Home

MultimodalAI’25 Mini-Hackathon — Wiki Home

Welcome! This wiki is the central hub for the Mini-Hackathon on Multimodal AI, held with the Third Workshop on Multimodal AI (MultimodalAI’25).

At a glance

Theme: Building Modular Python Components for Multimodal Data Infrastructure
When & Where: 13:00-17:00, 15 September 2025 · Torrington Place (1–19), London, UK
Who can join: Open to MultimodalAI’25 workshop attendees (registration is closed)

Quick links

Hackathon page: https://multimodalai.github.io/multimodalai25/hackathon/
Workshop home: https://multimodalai.github.io/multimodalai25/
Code of Conduct: https://multimodalai.github.io/code-of-conduct/
Base code repository: https://github.com/pykale/mmai-hackathon
Data examples: shared via Dropbox folder

Participation

This mini-hackathon welcomes researchers and practitioners with basic Python experience.

To participate fully:

Bring your own laptop (Wi-Fi capable).
Have a GitHub account ready: https://github.com/signup.
Familiarise yourself with this starter codebase, especially the instructions in the Wiki pages see the table of contents on the right for more), and set up your development environment before the event.

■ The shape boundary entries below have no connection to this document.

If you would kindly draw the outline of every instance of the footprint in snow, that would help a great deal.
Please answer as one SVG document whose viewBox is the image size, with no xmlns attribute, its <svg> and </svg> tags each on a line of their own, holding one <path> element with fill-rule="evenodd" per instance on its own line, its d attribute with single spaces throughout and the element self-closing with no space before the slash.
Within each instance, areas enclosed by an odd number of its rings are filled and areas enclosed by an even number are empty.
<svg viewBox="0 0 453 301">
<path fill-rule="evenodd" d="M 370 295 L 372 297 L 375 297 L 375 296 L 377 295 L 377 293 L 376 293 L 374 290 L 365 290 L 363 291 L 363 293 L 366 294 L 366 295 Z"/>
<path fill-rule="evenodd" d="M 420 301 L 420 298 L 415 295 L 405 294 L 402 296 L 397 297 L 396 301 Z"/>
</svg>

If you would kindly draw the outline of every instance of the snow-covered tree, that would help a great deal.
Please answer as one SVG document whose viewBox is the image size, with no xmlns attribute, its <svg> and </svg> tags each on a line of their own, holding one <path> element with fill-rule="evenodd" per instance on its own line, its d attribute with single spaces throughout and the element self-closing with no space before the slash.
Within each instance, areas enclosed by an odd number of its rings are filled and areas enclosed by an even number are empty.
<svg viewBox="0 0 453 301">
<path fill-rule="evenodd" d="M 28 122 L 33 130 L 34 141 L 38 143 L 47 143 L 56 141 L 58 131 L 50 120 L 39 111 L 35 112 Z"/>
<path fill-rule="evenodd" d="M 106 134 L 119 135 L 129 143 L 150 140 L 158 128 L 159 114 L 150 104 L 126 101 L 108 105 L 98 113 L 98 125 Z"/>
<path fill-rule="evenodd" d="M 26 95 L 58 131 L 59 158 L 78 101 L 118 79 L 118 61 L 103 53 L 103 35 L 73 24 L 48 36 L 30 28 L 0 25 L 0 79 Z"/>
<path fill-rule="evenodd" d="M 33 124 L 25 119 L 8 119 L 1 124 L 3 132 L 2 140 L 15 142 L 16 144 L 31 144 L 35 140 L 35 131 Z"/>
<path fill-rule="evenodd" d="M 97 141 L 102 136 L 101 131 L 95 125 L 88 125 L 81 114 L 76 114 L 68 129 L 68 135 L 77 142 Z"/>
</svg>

Contact the organisers: ukomain-mmai25@googlegroups.com

What you will build

Design and develop modular PyTorch-based Dataset and Dataloader implementations that make multimodal data workflows smoother:

Reusable loader for different data types: work for one or multiple modalities (at least three modalities from image, text, signals, and tabular)
Share common functions and attributes across dataset classes (modalities) for consistency.
Handle missing/heterogeneous inputs.
Support different sampling strategies (e.g., balanced, stratified).
Support relational data.
Be easily changed or extensible to the provided other datasets.

Aim for small, composable modules with clear interfaces and tests so teams can mix-and-match quickly.

Optional tasks:

Includes unit tests to test your implementations.
Add documentation (docstrings, README updates) to improve quality and usability.

Evaluation criteria

Functionality: Meets requirements, works with provided data.
Innovation: Creative design and extensions (easy to extend to other modalities and datasets)
Code Quality: Clean, modular, well-documented, tested.
Presentation: Clear explanation and demo.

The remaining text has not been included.